I'm working on building up the carbon and it is slowly getting smoother. One thing I've noticed on some really really well seasoned pans is that they have almost a slight sheen. Mine is still dead flat looking.

Also, out of curiosity, how does cooking bacon season a pan???  When I cook bacon, I don't use high heat, therefore how can a carbon layer build up?


----------



## GB

Caslon said:


> Also, out of curiosity, how does cooking bacon season a pan???  When I cook bacon, I don't use high heat, therefore how can a carbon layer build up?


You do not need high heat to season the pan. Heat opens the pores of the metal, the fat gets in, the pan cools and the pores close. That is the seasoning process. Cooking bacon is a great way to continue the seasoning process as it is so high in fat.


----------



## Chief Longwind Of The North

GB said:


> You do not need high heat to season the pan. Heat opens the pores of the metal, the fat gets in, the pan cools and the pores close. That is the seasoning process. Cooking bacon is a great way to continue the seasoning process as it is so high in fat.



I sometimes cook bacon over relatively high heat.

And sometimes I've received some good burns from spattering grease.

I try to give myself time to cook bacon over lower heat settings now.  It spares me pain, sometimes.

Seeeeeeya; Chief Longwind of the North


----------



## GB

Just don't cook it while in your birthday suit.


----------



## taxlady

A friend of mine just posted, in her blog, about Lodge cast iron. It's on special: Lodge 5-Piece Cast Iron Set is $65 again! Hurry! | Being fRoogal


----------



## JGDean

I have several items of cast iron all are well seasoned from use except for an odd sized one. I used it the other day and was in a rush and overheated it with a heavy coating of oil. I put it in a cold oven to cool. Now the entire thing is super gummy.
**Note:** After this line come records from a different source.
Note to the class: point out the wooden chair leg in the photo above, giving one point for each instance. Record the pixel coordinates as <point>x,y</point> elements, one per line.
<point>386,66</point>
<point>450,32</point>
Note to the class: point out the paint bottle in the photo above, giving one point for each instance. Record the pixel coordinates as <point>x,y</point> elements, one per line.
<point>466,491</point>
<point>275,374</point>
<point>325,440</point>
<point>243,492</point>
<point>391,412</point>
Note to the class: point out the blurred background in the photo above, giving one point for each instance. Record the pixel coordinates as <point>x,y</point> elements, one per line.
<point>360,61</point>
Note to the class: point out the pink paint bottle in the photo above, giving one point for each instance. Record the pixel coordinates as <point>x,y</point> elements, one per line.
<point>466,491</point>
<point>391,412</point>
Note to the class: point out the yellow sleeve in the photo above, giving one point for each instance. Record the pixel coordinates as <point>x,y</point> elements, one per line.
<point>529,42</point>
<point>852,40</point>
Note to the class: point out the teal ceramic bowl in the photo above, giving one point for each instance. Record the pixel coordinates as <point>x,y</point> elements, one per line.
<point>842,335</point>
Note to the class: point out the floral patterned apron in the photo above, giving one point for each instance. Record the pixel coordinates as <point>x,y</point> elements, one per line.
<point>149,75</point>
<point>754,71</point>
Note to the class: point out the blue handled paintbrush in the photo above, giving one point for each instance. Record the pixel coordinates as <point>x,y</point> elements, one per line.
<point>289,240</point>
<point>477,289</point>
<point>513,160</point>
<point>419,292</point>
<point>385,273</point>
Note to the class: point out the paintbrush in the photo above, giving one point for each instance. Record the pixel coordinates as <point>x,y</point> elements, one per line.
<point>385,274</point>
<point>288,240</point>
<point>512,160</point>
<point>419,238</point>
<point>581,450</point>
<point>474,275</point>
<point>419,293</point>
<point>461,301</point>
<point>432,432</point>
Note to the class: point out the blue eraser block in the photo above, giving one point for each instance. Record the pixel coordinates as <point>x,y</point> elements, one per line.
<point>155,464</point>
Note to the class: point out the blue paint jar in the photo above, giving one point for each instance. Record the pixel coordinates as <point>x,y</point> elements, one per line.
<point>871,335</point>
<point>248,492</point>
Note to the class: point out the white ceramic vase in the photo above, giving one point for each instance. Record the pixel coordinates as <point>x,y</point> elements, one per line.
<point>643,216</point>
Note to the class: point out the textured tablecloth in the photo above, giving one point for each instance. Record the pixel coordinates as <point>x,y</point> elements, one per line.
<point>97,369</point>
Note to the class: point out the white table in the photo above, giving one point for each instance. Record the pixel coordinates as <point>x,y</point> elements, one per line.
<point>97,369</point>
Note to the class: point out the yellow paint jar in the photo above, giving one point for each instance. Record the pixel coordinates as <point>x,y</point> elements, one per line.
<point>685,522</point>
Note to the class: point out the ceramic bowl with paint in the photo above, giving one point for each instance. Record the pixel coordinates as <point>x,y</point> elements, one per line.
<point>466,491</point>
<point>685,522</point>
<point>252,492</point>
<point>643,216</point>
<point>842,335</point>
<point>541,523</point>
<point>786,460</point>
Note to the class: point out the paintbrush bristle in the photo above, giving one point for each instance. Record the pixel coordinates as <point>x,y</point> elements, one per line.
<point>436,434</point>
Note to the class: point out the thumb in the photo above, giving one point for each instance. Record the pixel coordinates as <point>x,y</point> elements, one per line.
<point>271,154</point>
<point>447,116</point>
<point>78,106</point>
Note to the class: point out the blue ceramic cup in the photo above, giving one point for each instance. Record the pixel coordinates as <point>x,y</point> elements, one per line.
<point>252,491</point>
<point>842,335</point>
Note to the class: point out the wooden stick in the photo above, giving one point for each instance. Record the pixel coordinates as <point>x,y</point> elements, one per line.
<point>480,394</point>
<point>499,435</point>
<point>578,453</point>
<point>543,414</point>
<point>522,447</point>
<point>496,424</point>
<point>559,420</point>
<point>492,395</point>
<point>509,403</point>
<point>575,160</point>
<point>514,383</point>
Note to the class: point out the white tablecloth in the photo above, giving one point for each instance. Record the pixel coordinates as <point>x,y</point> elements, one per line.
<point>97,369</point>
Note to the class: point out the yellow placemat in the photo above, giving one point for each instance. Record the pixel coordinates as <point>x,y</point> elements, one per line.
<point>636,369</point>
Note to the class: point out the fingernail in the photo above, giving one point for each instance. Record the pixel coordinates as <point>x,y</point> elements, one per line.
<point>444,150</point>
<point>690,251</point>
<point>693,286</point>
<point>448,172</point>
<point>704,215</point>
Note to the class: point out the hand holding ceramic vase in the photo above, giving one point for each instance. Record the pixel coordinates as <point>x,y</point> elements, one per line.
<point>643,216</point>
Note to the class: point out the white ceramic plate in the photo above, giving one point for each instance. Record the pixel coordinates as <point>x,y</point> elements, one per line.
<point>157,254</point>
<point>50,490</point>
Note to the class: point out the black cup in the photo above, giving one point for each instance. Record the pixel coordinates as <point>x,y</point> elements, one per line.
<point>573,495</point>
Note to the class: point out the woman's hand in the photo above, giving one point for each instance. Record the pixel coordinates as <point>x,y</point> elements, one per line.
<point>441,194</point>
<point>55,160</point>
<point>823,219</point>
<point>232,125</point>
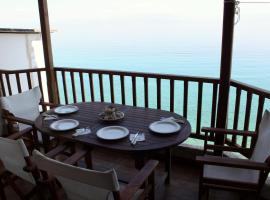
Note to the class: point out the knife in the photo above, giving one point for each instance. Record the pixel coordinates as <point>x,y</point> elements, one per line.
<point>134,139</point>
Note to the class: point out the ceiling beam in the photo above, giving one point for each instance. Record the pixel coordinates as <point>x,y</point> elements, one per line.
<point>47,50</point>
<point>225,66</point>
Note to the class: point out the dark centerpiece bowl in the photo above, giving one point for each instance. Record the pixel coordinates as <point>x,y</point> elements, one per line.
<point>111,114</point>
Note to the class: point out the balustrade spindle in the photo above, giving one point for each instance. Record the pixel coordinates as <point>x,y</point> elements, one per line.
<point>146,103</point>
<point>73,87</point>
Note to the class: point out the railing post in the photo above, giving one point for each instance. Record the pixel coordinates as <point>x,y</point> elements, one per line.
<point>47,48</point>
<point>225,68</point>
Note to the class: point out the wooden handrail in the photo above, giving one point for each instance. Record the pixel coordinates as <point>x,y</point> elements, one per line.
<point>140,74</point>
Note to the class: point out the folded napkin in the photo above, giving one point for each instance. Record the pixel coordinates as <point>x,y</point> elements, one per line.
<point>179,120</point>
<point>49,117</point>
<point>139,138</point>
<point>81,131</point>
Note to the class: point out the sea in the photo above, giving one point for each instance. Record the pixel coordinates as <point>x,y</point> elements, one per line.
<point>189,56</point>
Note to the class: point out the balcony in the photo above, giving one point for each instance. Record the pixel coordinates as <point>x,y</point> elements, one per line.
<point>195,98</point>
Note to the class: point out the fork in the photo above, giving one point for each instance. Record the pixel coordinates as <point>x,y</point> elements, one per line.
<point>134,141</point>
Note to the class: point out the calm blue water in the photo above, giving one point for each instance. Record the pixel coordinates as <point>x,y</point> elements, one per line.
<point>249,66</point>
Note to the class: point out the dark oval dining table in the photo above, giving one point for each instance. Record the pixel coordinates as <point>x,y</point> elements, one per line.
<point>136,119</point>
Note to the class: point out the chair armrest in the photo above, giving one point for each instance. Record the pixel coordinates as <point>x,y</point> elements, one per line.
<point>19,134</point>
<point>20,120</point>
<point>78,155</point>
<point>133,186</point>
<point>232,162</point>
<point>228,131</point>
<point>52,105</point>
<point>56,151</point>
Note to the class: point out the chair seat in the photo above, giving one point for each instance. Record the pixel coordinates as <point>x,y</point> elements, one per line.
<point>265,193</point>
<point>108,196</point>
<point>231,174</point>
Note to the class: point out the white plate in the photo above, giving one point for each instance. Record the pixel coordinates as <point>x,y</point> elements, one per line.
<point>164,127</point>
<point>64,124</point>
<point>66,109</point>
<point>112,132</point>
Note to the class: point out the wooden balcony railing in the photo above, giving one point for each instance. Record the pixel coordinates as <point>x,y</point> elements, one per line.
<point>193,97</point>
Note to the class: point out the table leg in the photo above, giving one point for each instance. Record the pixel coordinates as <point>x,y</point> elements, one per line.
<point>139,160</point>
<point>46,142</point>
<point>168,160</point>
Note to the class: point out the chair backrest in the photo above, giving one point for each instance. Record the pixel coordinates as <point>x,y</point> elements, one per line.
<point>12,155</point>
<point>24,105</point>
<point>262,147</point>
<point>79,183</point>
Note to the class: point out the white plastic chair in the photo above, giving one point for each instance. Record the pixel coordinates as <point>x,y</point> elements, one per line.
<point>25,108</point>
<point>82,184</point>
<point>15,157</point>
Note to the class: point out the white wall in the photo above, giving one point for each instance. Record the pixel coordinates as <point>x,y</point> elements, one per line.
<point>22,51</point>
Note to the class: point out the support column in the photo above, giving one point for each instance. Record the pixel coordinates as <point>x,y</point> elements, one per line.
<point>47,49</point>
<point>225,68</point>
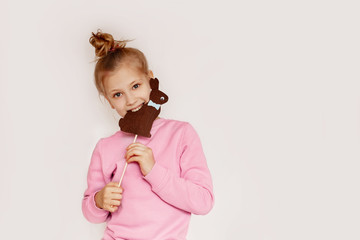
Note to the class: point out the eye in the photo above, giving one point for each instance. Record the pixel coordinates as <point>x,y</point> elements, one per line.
<point>117,95</point>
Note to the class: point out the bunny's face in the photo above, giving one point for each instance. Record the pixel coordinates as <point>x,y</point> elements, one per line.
<point>156,95</point>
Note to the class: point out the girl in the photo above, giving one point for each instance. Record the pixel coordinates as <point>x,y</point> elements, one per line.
<point>167,178</point>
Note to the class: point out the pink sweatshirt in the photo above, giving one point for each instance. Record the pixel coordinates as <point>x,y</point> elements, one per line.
<point>159,205</point>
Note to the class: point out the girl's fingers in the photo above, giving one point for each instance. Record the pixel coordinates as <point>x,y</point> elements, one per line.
<point>133,159</point>
<point>135,145</point>
<point>133,152</point>
<point>115,203</point>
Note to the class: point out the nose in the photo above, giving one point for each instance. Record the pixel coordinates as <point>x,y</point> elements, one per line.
<point>130,99</point>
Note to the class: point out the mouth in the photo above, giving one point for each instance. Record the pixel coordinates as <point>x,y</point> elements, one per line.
<point>137,108</point>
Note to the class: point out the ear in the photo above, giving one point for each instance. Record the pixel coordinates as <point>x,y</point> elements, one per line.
<point>154,83</point>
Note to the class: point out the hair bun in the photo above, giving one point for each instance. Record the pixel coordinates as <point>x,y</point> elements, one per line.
<point>104,42</point>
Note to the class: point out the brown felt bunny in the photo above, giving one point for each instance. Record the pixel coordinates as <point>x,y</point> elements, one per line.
<point>140,122</point>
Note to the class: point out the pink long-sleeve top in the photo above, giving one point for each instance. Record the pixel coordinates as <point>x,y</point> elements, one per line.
<point>157,206</point>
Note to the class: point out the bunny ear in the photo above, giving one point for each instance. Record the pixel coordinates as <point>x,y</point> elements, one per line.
<point>154,83</point>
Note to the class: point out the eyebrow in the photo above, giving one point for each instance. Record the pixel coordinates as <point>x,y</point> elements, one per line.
<point>119,90</point>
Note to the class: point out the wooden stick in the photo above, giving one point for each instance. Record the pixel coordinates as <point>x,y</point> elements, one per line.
<point>122,175</point>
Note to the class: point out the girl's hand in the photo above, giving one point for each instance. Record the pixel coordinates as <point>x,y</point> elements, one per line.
<point>109,198</point>
<point>143,155</point>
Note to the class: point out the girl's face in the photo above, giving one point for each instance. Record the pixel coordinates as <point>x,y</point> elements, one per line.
<point>127,89</point>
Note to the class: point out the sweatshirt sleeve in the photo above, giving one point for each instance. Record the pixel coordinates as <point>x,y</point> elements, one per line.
<point>192,191</point>
<point>95,181</point>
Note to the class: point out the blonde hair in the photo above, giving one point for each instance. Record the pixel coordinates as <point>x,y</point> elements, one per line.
<point>110,54</point>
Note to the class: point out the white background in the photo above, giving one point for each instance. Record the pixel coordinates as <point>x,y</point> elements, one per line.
<point>272,88</point>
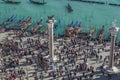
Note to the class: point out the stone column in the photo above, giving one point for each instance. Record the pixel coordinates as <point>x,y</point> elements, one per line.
<point>50,23</point>
<point>113,31</point>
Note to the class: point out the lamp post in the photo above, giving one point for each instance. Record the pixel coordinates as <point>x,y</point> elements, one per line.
<point>50,23</point>
<point>113,31</point>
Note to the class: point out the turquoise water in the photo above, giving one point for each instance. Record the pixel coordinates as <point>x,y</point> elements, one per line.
<point>91,15</point>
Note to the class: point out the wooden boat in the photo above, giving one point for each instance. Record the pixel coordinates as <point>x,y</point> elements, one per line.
<point>37,27</point>
<point>69,8</point>
<point>11,2</point>
<point>97,2</point>
<point>25,25</point>
<point>36,2</point>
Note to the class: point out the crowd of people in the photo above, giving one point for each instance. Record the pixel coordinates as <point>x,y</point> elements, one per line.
<point>25,55</point>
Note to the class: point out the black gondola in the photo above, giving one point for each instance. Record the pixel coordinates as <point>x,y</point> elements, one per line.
<point>11,2</point>
<point>36,2</point>
<point>69,8</point>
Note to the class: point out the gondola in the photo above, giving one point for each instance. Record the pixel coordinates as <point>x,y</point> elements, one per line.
<point>69,8</point>
<point>11,2</point>
<point>36,2</point>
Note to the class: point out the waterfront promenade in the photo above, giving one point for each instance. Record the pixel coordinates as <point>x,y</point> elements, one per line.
<point>26,58</point>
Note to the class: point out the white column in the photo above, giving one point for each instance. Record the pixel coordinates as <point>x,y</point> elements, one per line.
<point>51,38</point>
<point>113,37</point>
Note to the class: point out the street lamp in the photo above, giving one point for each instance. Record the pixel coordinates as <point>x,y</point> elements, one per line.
<point>113,30</point>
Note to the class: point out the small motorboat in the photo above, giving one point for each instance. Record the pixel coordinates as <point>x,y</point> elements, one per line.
<point>36,2</point>
<point>11,2</point>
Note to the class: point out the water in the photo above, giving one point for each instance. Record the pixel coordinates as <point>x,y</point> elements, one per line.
<point>91,15</point>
How do I remove the residue??


----------



## GB

Try heating it again and then wiping out (carefully) the excess while it is still hottish.


----------



## dcSaute

lemme guess... that was vegetable oil of some type?

'seasoning' is the process of developing a carbon coating on the cast iron that becomes 'non-stick'

if you review the preceding pages you'll see why some oils/fats seem to work better than others.  there is actual science behind this stuff, although "Because my Grandmother did it like this" trumps science every time.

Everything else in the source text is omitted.